1.1       Background of the study

The ubiquitous attribute of the offence of rape and its accompanying shortcomings are not in doubt. This may account for the reason why a sizeable amount of juristic ink has gone down the drain in an attempt to do justice to its ambit over the years. To ground conviction, the law requires that penetration must be proved; that the prosecutrix must not have consented; and lastly, that her story must be ably and independently corroborated[1]. On corroboration, the debate more often than not has always centered on whether its requirement in some sexual offences should be retained or expunged, and more importantly whether there is any legal justification for requiring it in rape cases where corroboration requirement has merely been a matter of practice. While there is no much problem in determining what amounts to penetration in law theoretically, the determination of whether there has been penetration in actual fact is not an easy task. The issue of consent is also as problematic as the issue of corroboration and the major problem here is the way and manner Nigerian courts interpret the requirement of non-consent.

Against the above backdrop, this paper considers the appropriateness or otherwise of the requirements of penetration, non-consent and corroboration in rape trials, and concludes, inter alia, that the requirement of corroboration, as it currently exists in its rigid form, is a surplus age which should be excised from Nigerian statute books; that the Nigerian courts employ double standard in the interpretation of the requirement of non-consent by expecting victims of rape to put up utmost resistance against their assailants as if they had the physical strength to so do; and that the Nigerian laws on rape are long overdue for total overhaul.

To remedy these anomalies, the paper makes far-reaching recommendations aimed at filling the age-long neglected lacunae in the Nigerian laws on rape.

1.2       Statement of the Problems

Rape is a crime notable for placing the woman on trial particularly for cultural reasons. She is either charged as a false accuser, gold digger, frivolous, or a scorned woman. These stereotypes prevail, and sometimes, women are their worst accusers. Ndinda, C. (2006) highlightsthis plight thus: “Indeed, it is a sad indictment of our society that women can come out in public and contemptuously intimidate a fellow woman traumatized by rape, while singing praises in support of the alleged perpetrator”. The law’s casual treatment of rape cases is the subject of Estrich’s (1987) pioneering work in which she details America’s attitudes towards sex and rape, a crime of violence (not sex) that should be brought into the public sphere, and dealt with in the courts. Estrich (1987) concludes that over the centuries, not much has changed regarding rape laws. Perpetrators still get away with impunity, and men still fear they will be blamed for victimizing women. Ironically, this is the same reason for the culture of silence among women victims of rape. Dealing with this becomes problematic as victim blaming in cases of rape and domestic violence is often used as an excuse by authority figures and males in general to avoid being punished. Political and economic conditions in Nigeria, as well as social norms support stereotypical divisions between men and women.
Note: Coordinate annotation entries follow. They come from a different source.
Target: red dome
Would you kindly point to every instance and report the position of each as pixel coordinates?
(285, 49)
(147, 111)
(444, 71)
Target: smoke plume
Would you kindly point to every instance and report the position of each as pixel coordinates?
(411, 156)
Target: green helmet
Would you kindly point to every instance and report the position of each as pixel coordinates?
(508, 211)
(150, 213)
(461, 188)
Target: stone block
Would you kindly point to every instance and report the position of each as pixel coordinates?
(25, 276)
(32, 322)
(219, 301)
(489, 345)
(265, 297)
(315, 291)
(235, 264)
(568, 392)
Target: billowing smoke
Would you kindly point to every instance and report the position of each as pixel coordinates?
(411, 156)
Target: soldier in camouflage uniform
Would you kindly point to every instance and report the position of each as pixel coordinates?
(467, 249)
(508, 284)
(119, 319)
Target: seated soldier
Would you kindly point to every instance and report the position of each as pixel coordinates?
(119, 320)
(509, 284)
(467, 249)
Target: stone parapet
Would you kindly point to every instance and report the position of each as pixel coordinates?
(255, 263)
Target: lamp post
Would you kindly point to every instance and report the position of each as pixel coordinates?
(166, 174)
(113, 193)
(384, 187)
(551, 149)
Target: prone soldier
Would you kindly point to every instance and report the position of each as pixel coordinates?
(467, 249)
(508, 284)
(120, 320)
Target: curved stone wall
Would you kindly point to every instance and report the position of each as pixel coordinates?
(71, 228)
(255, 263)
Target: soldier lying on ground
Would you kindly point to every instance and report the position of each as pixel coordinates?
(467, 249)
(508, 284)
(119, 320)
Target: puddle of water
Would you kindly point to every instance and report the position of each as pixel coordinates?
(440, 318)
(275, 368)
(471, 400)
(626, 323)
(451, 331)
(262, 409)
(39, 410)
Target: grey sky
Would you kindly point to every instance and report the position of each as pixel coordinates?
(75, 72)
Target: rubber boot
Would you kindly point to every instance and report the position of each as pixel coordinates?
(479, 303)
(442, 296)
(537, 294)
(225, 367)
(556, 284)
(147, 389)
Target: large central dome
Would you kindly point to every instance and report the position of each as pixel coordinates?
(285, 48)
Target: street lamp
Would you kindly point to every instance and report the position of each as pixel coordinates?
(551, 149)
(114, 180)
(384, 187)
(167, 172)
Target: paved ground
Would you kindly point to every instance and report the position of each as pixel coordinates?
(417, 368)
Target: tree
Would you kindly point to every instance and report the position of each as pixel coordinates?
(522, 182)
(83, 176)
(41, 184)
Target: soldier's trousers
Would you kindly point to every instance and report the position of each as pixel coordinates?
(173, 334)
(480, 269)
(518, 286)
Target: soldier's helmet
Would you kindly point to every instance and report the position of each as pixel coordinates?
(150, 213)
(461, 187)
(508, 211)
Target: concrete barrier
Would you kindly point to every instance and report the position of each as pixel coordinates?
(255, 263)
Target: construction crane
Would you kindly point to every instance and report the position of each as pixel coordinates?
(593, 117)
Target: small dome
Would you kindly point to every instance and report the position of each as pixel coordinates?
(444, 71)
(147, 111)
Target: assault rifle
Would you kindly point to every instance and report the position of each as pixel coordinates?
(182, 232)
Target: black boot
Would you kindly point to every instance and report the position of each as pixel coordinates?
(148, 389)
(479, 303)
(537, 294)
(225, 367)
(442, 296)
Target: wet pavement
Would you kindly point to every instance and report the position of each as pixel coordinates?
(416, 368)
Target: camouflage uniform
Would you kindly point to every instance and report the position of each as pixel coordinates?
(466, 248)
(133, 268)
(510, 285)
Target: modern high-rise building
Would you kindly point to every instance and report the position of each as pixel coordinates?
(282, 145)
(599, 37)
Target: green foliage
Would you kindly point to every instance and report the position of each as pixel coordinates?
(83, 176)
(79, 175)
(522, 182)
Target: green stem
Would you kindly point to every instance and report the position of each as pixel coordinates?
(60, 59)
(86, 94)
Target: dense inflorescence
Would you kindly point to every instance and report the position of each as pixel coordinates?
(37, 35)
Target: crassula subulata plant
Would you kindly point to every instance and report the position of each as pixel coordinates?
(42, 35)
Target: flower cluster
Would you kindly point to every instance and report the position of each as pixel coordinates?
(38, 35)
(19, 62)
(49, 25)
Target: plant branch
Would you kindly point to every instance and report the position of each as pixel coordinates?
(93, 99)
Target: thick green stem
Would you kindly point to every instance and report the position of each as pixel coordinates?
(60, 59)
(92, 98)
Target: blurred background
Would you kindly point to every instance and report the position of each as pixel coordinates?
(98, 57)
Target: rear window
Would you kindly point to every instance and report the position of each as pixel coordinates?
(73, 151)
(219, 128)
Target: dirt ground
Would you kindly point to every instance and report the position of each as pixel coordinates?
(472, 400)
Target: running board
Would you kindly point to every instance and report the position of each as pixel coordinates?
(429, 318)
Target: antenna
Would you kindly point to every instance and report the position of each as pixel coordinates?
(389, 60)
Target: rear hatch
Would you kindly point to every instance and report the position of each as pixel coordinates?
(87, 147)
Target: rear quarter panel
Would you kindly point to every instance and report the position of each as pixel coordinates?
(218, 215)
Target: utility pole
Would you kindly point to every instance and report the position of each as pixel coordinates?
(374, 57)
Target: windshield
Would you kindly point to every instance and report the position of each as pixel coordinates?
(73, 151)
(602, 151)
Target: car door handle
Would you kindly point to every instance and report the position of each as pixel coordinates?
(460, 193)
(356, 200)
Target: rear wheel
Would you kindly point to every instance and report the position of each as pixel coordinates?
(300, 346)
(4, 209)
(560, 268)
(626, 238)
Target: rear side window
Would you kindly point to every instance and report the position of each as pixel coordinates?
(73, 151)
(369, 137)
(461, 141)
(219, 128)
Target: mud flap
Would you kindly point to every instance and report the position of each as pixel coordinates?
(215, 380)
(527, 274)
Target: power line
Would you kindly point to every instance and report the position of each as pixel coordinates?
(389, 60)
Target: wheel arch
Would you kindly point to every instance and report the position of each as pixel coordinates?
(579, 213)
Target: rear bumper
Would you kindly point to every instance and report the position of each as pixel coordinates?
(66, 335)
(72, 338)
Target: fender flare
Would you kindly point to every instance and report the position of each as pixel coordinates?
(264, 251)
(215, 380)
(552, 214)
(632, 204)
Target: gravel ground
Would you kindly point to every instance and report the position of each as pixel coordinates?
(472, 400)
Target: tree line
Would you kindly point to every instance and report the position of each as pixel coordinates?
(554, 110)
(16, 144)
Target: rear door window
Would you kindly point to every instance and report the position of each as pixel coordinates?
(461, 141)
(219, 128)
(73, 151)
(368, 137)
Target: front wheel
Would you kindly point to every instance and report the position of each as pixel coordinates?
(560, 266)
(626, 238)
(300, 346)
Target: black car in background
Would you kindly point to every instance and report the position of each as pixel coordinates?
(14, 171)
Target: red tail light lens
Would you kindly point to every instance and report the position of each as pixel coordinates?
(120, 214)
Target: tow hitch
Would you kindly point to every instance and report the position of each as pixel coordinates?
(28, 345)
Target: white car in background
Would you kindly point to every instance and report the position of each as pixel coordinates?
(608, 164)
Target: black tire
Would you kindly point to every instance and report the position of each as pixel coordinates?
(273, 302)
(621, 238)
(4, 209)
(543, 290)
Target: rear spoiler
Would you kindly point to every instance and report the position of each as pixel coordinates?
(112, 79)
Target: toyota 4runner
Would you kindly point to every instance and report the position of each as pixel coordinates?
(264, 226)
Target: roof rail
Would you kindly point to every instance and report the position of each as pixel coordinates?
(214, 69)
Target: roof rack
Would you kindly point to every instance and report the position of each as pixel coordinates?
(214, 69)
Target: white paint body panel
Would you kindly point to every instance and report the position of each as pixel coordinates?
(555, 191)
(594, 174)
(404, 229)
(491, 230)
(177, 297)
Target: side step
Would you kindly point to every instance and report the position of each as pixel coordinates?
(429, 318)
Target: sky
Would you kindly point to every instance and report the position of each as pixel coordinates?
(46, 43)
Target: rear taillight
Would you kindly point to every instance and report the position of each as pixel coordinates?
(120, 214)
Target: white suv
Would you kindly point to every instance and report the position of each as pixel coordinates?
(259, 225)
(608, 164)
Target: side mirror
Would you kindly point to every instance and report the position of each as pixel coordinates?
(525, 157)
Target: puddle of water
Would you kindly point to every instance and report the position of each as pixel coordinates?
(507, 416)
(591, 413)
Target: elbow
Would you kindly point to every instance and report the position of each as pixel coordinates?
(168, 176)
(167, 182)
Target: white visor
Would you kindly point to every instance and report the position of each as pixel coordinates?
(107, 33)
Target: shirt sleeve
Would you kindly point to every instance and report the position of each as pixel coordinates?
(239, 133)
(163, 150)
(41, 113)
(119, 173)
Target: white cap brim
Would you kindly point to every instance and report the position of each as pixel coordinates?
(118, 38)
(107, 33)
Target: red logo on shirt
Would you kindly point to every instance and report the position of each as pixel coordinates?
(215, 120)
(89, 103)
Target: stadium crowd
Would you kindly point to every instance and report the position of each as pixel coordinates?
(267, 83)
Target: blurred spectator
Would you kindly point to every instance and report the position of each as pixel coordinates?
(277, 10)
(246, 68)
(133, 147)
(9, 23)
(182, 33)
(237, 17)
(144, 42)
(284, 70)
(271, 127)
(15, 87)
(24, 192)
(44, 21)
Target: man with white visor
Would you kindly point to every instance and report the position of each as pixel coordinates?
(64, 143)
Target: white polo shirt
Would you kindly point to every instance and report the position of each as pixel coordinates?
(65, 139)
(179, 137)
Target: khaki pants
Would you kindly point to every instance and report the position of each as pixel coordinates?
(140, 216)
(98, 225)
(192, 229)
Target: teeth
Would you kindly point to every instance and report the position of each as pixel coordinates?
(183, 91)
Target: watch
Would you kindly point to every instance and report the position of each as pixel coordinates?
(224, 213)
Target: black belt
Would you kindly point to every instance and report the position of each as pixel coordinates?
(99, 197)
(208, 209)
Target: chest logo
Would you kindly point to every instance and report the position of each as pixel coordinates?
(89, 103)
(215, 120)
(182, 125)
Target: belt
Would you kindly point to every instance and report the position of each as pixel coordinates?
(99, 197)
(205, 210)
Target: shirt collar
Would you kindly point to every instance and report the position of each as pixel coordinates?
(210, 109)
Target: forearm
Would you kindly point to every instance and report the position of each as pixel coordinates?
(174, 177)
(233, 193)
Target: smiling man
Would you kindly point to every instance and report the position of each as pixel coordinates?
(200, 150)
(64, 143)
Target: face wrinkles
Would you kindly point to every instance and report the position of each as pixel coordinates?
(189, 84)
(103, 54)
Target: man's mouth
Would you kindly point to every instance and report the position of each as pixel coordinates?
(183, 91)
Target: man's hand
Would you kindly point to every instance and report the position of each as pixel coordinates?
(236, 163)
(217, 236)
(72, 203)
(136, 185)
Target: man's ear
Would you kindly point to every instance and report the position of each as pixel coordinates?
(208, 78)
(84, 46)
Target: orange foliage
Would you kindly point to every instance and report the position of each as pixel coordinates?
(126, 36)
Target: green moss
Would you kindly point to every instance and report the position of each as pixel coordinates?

Poorly defined criminal laws and weak law enforcement also create an environment where rape is committed with impunity (Amnesty International 2006). This inadequacy of the law in solving these problems have seen women advocates trying to prevent future Violence Against Women (VAW)  by educating the public, ensuring that quality services are provided to victims, and, encourage accountability and perpetrators brought to justice. The researcher focus on the problems of the rape and different provisions made so as to solve existing problems and forestall future ones, the lapses of such provisions made and suggestions on what can be done to rectify such lapses. The reason for venturing into this topic is based on personal interest in the concept “penetration, corroboration and non-consent” and the desire to shed more light on it by analyzing it critically. This work is therefore based on the analysis of penetration, corroboration and non-consent under the Nigerian law of rape. The statements of problems are as follows; what does penetration, corroboration and non-consent entails? What weight does penetration, corroboration and non-consent have in our court system? How does penetration, corroboration and non-consent work in Nigeria law of rape?